|photo by matt stebbins.|
you bound past fields of wildflowers, gawk at spectacular views, and jabber with agreeable people.
for a first-50k (or any 50k, really) you couldn't draw it up any better.
until you get to the last five miles.
that's where the lovely and amiable and hospitable course turns vicious and beastly and mean. here's a comment from a 2013 participant...
"I cried climbing that last hill last year.
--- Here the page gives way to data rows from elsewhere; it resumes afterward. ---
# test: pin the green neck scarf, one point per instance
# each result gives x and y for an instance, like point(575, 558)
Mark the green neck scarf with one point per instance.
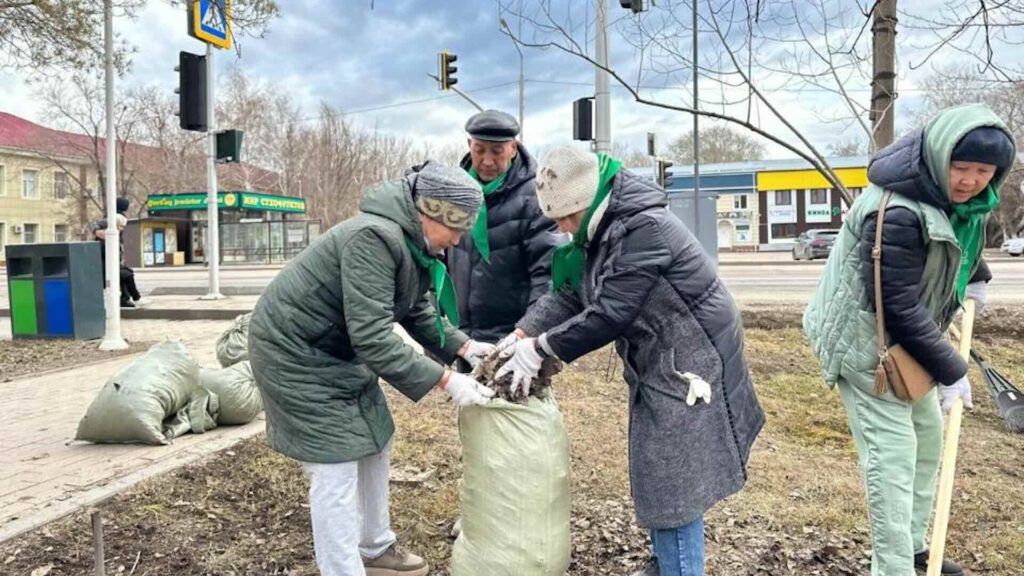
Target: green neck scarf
point(479, 231)
point(567, 260)
point(443, 288)
point(968, 220)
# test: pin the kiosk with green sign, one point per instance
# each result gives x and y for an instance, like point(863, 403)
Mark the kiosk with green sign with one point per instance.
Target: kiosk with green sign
point(254, 228)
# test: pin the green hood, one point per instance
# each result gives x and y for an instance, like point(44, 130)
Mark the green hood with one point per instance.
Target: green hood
point(943, 131)
point(916, 166)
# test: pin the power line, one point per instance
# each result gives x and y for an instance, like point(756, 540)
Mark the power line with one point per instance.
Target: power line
point(401, 104)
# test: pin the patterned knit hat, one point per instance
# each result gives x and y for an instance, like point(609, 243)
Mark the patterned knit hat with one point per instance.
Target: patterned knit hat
point(566, 182)
point(446, 195)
Luckily I was wearing sunglasses when Glenn Tachiyama snapped my photo at that point." ~ melody mândrean coleman
it's not that the hill is steep, though it is, or that it ascends thousands of feet, which it totally seems to do. it's that looking up at it after already having run 25 miles is so visually intimidating that you just want to stand there and say, "oh, no. no, no. hell, no." that, and "are you f*cking kidding me?"
but of course you didn't come this far to be turned away, so you fix your eyes on the trail and you climb.
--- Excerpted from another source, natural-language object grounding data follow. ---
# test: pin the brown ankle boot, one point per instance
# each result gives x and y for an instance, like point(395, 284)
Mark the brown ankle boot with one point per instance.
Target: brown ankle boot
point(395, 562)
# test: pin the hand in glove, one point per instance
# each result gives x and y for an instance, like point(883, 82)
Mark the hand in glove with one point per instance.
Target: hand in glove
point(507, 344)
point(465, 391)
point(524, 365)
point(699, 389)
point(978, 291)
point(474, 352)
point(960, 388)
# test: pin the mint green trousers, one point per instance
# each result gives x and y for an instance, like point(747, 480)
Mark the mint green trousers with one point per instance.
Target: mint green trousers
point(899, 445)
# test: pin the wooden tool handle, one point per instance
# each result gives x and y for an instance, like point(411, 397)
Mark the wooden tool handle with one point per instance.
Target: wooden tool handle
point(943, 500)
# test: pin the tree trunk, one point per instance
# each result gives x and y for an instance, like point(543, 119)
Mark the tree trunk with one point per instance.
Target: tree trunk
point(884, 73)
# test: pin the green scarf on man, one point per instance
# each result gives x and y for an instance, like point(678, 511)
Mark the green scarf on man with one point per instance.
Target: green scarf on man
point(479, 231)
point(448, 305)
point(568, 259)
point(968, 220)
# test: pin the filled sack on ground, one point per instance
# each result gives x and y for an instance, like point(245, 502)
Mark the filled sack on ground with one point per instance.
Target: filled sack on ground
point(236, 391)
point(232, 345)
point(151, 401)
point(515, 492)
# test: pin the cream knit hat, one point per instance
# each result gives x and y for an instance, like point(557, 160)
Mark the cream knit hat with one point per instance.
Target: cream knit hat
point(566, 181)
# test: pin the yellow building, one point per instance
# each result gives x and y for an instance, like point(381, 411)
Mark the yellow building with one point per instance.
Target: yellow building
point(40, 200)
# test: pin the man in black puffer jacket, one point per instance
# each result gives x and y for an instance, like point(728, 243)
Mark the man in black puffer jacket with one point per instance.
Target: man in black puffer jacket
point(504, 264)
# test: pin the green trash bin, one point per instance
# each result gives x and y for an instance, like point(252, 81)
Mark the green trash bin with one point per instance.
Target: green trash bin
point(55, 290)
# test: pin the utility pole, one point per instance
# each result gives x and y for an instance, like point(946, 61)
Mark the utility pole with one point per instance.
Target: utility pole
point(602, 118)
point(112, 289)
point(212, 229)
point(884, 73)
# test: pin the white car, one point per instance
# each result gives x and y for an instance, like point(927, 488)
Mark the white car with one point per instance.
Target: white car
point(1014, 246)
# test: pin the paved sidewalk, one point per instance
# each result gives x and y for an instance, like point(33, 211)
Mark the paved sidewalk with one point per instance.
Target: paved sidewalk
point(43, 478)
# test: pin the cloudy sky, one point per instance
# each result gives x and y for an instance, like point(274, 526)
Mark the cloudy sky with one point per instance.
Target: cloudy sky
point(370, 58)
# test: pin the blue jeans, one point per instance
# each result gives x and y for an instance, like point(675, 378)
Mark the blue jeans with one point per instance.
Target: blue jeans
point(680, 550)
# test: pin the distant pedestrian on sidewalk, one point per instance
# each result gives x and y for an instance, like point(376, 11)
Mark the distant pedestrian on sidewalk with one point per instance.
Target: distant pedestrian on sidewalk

meanwhile, the runners who summited the hill before you are now bombing back down the trail past you. yes, it's an up-and-back. so, you step off the trail to avoid a mass casualty incident, then try to get back into some sort of climbing rhythm. sidestep-resume-repeat.
when you finally get to the top, there's a little temporary sign stuck in the ground that says, "runners turn around here." it seems woefully anticlimactic, but absent other options, you tap the sign, turn, and head back down.
the fight against gravity at this point is a life-and-death matter. gravity wants you to go down fast and awkward, regardless of the impact on your face and bones. your brain feeds back, "uh, this could get ugly quick if you're not paying attention," while your quads look for an opportunity to mutiny.
that's when the cramp started. inside my left leg, running from the knee up to the groin. there's never a good time for a cramp like this, but running a steep, rocky downhill is a particularly bad time.
a cramp like this and catching a toe on a rock simultaneously? muy no bueno. the adrenaline rush at that moment was eye-popping. maybe it was that, or just blind luck, but for whatever reason the trail gods saw fit to allow me to stay upright rather flying-flailing-falling many feet down the slope.
"whoa," i said, mostly because there was nothing much else to say.
the cramp became manageable just about the time the trail spit me out onto the road at the bottom of the hill.
at this point runners might be forgiven for thinking, "okay, this has got to be the finish, right? i mean, no one puts the finish line another mile and a half away after a hill like that."
they'd be wrong.
after an interval that feels like but is not quite forever, you're back on the trail that takes you to the finish line, where you high-five race director james varner and hold that high-five for at least a couple seconds before letting go, because it feels good and in its own little way, important.
the sun mountain 50k is a brilliant event put on by rainshadow running. if you're in the market for such things, this venue, and james's events in general, are not to be missed.
i'm tired today, but not destroyed. turns out my readiness for a 50k was enough after all. going forward, though, it would probably be wise to have a little more training cushion than "just enough, but not one step more."